Per Bindi, Moro, Piersanti e Bachelet, vicepresidente del Csm, morirono per la loro «collocazione geopolitica», furono «tre martiri». Due anni dopo, il 30 aprile del 1982, fu assassinato in una strada di Palermo anche Pio La Torre, primo firmatario della legge sulla confisca dei beni, svelando il forte intreccio tra mafia e politica.
L’INDAGINE MAI PARTITA
La strage di Bologna del 2 agosto 1980 è il frutto della strategia della tensione, volta a fermare le grandi riforme degli anni ‘80. Del “magma”, di logge massoniche, terrorismo di destra e terrorismo rosso, parla nel docufilm anche Pino Arlacchi, ex senatore ed ex vice segretario Onu: «La Gladio aveva licenza di uccidere».
Un capitolo a parte sono i tre processi che hanno portato all’assoluzione dei principali imputati per l’uccisione di Mattarella. A nulla sono servite le testimonianze di Irma Chiazzese, che riconobbe in Giusva Fioravanti l’assassino di suo marito e del pentito Cristiano Fioravanti. Quest’ultimo accusò il fratello dell’omicidio salve rifiutarsi di ripetere quelle accuse in aula: «Intendo – scrisse ai giudici – avvalermi della facoltà di non rispondere, anche se riconosco integralmente tutte le dichiarazioni rese: non ho più la forza fisica e psichica per continuare nelle accuse a mio fratello subendo tutte le conseguenze di carattere morale e affettivo connesse a questa mia scelta che mi è costata già un prezzo altissimo».
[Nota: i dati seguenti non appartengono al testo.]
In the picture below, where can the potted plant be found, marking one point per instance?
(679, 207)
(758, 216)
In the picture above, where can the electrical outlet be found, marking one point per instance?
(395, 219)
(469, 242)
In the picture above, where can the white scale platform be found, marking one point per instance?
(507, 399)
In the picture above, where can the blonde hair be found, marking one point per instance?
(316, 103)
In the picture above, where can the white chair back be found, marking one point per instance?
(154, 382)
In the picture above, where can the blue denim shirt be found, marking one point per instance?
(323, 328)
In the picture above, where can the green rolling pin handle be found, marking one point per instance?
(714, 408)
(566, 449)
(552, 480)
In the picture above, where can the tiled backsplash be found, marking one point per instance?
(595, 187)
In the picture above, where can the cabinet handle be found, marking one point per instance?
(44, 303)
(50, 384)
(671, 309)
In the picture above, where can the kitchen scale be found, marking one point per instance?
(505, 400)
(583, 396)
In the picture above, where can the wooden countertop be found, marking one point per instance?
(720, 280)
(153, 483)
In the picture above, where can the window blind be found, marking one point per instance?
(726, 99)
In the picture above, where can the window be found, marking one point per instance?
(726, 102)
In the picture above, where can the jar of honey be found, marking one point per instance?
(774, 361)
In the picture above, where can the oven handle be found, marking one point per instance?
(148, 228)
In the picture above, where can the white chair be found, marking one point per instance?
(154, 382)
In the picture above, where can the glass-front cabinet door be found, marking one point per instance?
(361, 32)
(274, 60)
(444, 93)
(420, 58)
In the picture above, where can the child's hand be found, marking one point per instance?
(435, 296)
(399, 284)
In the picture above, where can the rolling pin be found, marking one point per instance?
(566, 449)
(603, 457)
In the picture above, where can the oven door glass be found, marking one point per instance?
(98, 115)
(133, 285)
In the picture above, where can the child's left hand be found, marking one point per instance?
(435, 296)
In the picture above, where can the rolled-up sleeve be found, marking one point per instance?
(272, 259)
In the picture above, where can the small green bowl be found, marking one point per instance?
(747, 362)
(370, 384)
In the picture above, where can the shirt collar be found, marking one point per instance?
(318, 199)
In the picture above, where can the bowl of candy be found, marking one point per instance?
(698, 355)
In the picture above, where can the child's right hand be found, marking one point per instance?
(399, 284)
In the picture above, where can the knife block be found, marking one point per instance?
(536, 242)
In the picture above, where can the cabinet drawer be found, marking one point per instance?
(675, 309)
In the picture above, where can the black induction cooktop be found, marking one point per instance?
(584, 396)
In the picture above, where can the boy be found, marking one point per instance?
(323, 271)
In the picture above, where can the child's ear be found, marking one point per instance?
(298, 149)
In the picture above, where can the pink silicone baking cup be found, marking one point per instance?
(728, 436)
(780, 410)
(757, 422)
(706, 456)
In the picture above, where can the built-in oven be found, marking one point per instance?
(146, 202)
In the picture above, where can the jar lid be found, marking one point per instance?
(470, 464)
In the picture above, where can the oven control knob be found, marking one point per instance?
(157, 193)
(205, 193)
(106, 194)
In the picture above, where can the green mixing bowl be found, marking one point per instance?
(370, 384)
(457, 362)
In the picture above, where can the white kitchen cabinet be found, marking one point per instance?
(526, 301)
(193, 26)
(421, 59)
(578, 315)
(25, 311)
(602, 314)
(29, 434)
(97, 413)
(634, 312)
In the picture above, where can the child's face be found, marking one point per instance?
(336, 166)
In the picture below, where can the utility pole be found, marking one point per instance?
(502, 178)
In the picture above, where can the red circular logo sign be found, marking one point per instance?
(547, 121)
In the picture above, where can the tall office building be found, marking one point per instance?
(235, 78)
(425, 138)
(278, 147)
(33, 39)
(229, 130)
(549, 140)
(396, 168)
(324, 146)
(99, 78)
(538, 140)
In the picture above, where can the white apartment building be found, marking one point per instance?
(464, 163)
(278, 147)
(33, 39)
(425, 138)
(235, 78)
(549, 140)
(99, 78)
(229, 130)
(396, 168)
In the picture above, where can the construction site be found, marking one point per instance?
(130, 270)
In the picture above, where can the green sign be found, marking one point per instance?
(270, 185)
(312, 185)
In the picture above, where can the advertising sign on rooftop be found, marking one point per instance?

Assolto anche il presunto complice Gilberto Cavallini. Nessun mafioso fece il nome dei due terroristi. E, per assurdo, la mancata accusa da parte dei pentiti di Cosa Nostra fu portata come elemento a discolpa, la prova regina della loro innocenza. Un’indagine parallela sulla morte del fratello del nostro presidente della Repubblica non è mai partita. Quarantacinque anni dopo.